The Nature and Function of Digital Information Compression Mechanisms in the Brain and in Digital Television Technology

Why Compare Human Vision with Digital Television?

Both of these systems perform similar functions. In both, light rays carrying information are reflected off objects and are picked up by a camera-like device and transmitted to a complex mechanism that performs computations on them. In television these computations construct a representation of the objects in the form of the pictures on the TV screen. This representation needs to be optimized for the viewer (i.e., the viewer should be pleased with the resolution and frame rate and ideally should perceive the same as when viewing natural objects). In vision the computations construct the phenomenal objects that experienced in a person's visual field in consciousness—as (Crick 1994, p. 159) described it “We have for example a vivid internal picture of the external world.” The brain actually has multiple “TV screens,” i.e., multiple visual maps, which “look” at each other. So, here again, there is sort of TV screen, which should be optimized for the viewer. At the end reciprocal communications give rise to consciousness.

Recently a key information compression mechanism has been discovered in the brain that operates in a manner very similar to the same mechanism used in digital television (Nortmann et al., 2013): for details of this see below. So a comparative study of both systems may have three useful consequences.

• It may reveal to what extent skillful TV engineers and Darwinian evolution come up with similar solutions to the basic problem of making the visual representational mechanisms more efficient.

• Discoveries of how the natural system works may give clues to digital TV designers for new mechanisms to try in their system.

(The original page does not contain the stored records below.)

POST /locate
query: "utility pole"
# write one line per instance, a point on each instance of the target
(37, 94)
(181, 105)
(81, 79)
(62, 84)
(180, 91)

• Likewise neuroscientists might look for any evidence that further mechanisms used by TV engineers also occur in the brain.

Brain Mechanisms

We will first review what is known about the mechanisms whereby the brain processes visual information starting at the macroanatomical level. The visual system in the cortex is organized into two streams—the dorsal and the ventral (Ettlinger, 1990; Haxby et al., 1991; Gooddale and Milner, 1996). The dorsal goes from V1 to the parietal lobe and deals with visually guided behavior (“where” and “how”). The ventral goes from V1 to the temporal lobe and deals with object recognition and identity (“what”). These authors called these the “perception” and “action” pathways. The subtle relations between the concept of “where” and how mechanisms on the one hand and the “perception” and “action” pathways on the other have been addressed by Lebedev and Wise (2002). Then there is the color pathway that goes from V1 to V4 in the temporal lobe, and the motion pathway that goes from V1 to V5 in the middle temporal lobe.

It has long been established that the brain's visual system processes information from the retina by three anatomically and functionally separate parallel distributed pathways that mediate color, form (Gooddale and Milner's ventral stream) and motion. Gooddale and Milner's dorsal path deals with organizing visually guided behavior and not perception. This tripartite system is supported by the evidence on how vision returns after injuries to the visual cortex. Schilder (1942) reports that the first faculty to return is pure motion, usually rotary, without any color or form. Then “space” or “film” colors appear floating in space. This is followed by objects, often only in parts such as the handle of a teacup. Lastly complete objects are seen into which the colors enter.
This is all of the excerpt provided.